NAIROBI (Reuters) – Kenya’s struggle with a heavy debt load and pressure on its hard currency reserves is not unique since other nations are facing the same situation, its finance minister said on Wednesday.
Njuguna Ndung’u was responding to a research note by U.S. investment bank JPMorgan which said on Tuesday that the East African nation was “walking a tightrope” to avoid a crisis due to a maturing dollar bond and persistent currency weakness.
“All low- and middle-income countries are walking a tightrope given the current economic constraints globally. The Kenyan case is being featured because of the Eurobond 2024,” the minister told Reuters, referring to a bond maturing next June.
The upcoming Eurobond maturity “should not be a big deal”, Ndung’u said, since Kenya can use its reserves at the central bank to pay off the debt.
“That will not (however) solve the persistent negative shocks that low- and middle-income countries are facing. A more well mapped set of solutions will be needed,” he said.

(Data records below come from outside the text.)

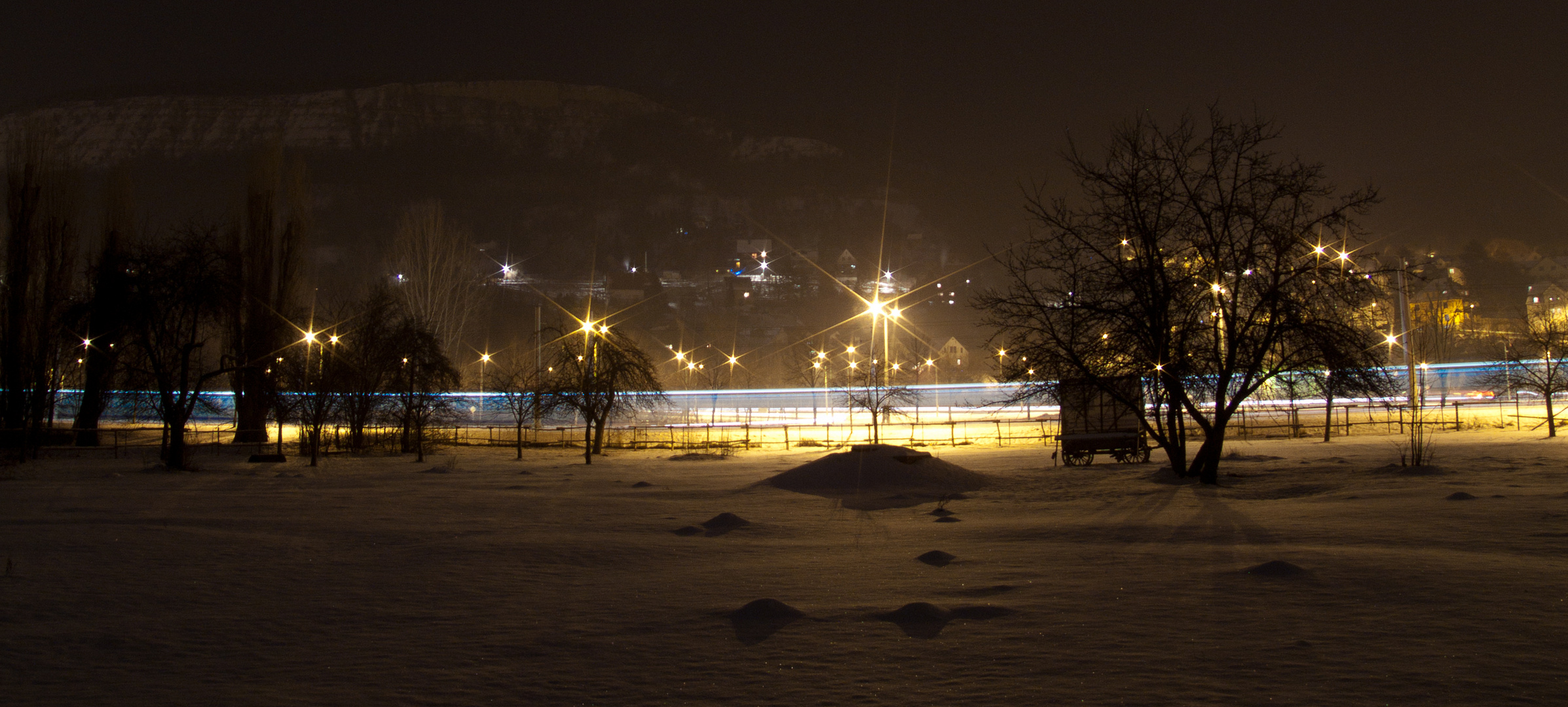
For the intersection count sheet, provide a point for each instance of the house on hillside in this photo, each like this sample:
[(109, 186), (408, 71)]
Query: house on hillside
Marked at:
[(1545, 299), (1443, 301)]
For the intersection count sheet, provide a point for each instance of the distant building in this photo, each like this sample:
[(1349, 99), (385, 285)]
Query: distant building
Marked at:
[(847, 268), (1443, 301), (1545, 299), (954, 354)]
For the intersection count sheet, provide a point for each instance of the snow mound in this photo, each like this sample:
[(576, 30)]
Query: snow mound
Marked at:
[(698, 457), (878, 466), (767, 610), (918, 612), (725, 521), (937, 558)]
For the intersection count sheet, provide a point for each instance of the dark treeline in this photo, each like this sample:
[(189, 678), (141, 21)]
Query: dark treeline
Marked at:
[(172, 312)]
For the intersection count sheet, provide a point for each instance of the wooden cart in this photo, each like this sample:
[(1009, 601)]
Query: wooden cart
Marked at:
[(1096, 422)]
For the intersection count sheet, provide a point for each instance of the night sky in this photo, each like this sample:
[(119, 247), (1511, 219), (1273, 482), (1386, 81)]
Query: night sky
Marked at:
[(1454, 110)]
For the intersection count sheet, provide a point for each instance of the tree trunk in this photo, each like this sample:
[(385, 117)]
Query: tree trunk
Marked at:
[(174, 458), (250, 408), (1328, 411), (1206, 463), (98, 376)]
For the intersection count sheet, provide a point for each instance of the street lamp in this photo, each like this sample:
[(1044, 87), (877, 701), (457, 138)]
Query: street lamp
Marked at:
[(483, 363)]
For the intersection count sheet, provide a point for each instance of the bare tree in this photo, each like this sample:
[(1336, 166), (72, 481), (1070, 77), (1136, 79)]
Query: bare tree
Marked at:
[(601, 372), (433, 268), (424, 378), (1535, 361), (177, 292), (367, 361), (265, 268), (1192, 259), (104, 319), (869, 388), (521, 388), (40, 249)]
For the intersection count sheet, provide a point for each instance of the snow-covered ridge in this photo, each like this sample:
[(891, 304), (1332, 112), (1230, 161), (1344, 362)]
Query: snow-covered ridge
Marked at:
[(536, 117)]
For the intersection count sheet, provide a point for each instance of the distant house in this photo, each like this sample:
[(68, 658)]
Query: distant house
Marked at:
[(846, 268), (954, 354), (1550, 268), (1443, 301), (1545, 299)]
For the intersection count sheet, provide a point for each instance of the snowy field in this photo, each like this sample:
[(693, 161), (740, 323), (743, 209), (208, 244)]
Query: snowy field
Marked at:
[(543, 582)]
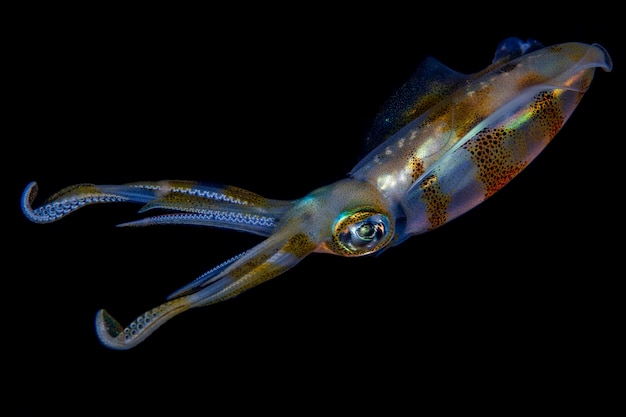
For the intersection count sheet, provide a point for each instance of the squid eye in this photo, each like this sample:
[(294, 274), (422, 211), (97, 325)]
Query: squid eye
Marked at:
[(361, 232)]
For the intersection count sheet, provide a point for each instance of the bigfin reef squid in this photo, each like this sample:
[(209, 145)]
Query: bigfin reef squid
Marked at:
[(442, 144)]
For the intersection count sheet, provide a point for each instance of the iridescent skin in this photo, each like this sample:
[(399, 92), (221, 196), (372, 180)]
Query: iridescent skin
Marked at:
[(442, 145)]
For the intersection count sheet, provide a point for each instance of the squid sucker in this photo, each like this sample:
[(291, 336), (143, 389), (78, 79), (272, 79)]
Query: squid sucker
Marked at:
[(441, 145)]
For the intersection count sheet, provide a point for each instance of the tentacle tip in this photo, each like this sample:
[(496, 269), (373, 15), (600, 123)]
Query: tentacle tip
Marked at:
[(28, 196), (110, 332)]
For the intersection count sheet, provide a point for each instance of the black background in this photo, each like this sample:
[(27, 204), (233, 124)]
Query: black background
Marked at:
[(514, 300)]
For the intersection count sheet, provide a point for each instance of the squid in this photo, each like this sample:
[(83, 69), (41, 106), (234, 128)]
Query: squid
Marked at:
[(441, 145)]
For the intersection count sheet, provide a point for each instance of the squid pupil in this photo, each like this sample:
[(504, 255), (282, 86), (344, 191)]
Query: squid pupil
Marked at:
[(366, 231)]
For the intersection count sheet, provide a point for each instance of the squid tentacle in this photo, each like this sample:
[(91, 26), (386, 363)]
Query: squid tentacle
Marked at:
[(265, 261)]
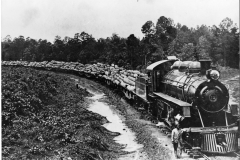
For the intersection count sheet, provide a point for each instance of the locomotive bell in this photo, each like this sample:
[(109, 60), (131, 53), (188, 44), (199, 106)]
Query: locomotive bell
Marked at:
[(205, 65)]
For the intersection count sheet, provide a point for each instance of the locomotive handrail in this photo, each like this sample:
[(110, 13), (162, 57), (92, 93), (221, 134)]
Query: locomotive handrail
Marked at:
[(211, 129)]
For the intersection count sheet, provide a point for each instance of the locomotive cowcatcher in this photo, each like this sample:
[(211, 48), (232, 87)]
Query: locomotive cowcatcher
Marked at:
[(191, 93)]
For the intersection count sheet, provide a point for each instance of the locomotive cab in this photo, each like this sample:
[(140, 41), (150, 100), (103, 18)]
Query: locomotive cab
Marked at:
[(156, 73)]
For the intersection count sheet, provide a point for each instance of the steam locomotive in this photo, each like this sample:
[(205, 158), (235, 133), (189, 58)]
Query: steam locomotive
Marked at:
[(188, 92)]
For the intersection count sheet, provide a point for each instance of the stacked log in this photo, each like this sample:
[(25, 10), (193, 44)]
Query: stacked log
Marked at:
[(118, 75)]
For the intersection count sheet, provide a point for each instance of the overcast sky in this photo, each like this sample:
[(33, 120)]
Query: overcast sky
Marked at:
[(47, 18)]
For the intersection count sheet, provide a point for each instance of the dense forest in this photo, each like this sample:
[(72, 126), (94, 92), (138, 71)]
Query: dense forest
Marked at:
[(220, 43)]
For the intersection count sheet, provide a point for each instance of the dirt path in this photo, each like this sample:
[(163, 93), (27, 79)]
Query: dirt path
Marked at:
[(157, 145)]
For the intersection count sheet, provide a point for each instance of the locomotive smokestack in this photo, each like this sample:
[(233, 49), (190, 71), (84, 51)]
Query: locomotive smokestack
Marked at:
[(205, 65)]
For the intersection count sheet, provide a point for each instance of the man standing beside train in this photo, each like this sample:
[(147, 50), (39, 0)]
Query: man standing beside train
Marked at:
[(177, 138)]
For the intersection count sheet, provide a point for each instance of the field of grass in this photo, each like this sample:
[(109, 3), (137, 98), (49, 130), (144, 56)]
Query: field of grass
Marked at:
[(44, 116)]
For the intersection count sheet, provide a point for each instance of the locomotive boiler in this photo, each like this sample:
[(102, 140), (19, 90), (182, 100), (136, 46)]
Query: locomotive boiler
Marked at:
[(190, 92)]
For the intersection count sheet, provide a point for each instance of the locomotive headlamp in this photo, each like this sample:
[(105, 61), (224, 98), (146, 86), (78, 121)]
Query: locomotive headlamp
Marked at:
[(213, 74)]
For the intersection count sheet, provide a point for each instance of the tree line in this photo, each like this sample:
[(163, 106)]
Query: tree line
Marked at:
[(219, 43)]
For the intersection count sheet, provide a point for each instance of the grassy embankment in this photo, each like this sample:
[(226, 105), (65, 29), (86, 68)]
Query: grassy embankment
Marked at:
[(44, 116)]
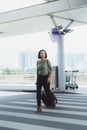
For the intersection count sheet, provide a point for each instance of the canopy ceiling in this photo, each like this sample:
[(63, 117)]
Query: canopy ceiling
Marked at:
[(38, 17)]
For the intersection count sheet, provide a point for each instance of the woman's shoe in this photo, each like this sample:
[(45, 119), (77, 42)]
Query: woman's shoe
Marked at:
[(39, 109), (54, 104)]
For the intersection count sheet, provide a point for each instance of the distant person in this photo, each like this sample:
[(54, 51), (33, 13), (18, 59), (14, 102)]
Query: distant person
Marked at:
[(44, 70)]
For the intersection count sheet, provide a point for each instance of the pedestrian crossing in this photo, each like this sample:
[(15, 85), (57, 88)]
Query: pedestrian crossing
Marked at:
[(70, 114)]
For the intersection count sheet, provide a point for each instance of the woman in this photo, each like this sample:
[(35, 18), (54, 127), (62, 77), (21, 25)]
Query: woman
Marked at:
[(44, 70)]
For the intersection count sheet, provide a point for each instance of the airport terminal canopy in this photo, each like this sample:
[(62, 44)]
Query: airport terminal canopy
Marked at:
[(21, 17)]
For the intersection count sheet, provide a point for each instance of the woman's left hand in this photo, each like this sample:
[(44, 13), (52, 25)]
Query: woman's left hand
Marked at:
[(49, 79)]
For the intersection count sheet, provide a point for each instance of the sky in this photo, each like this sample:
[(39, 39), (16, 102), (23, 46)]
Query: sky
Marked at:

During his speech to the United Nations General Assembly in New York last week, Kenya’s President William Ruto called for an extension of the tenor of low income countries’ sovereign bonds, to help them avert a financial crisis.
He also called for the provision of a 10-year grace period, and for the creation of special drawing rights for those countries at the International Monetary Fund, to be allocated on a need basis, instead of the usual entitlement mechanism.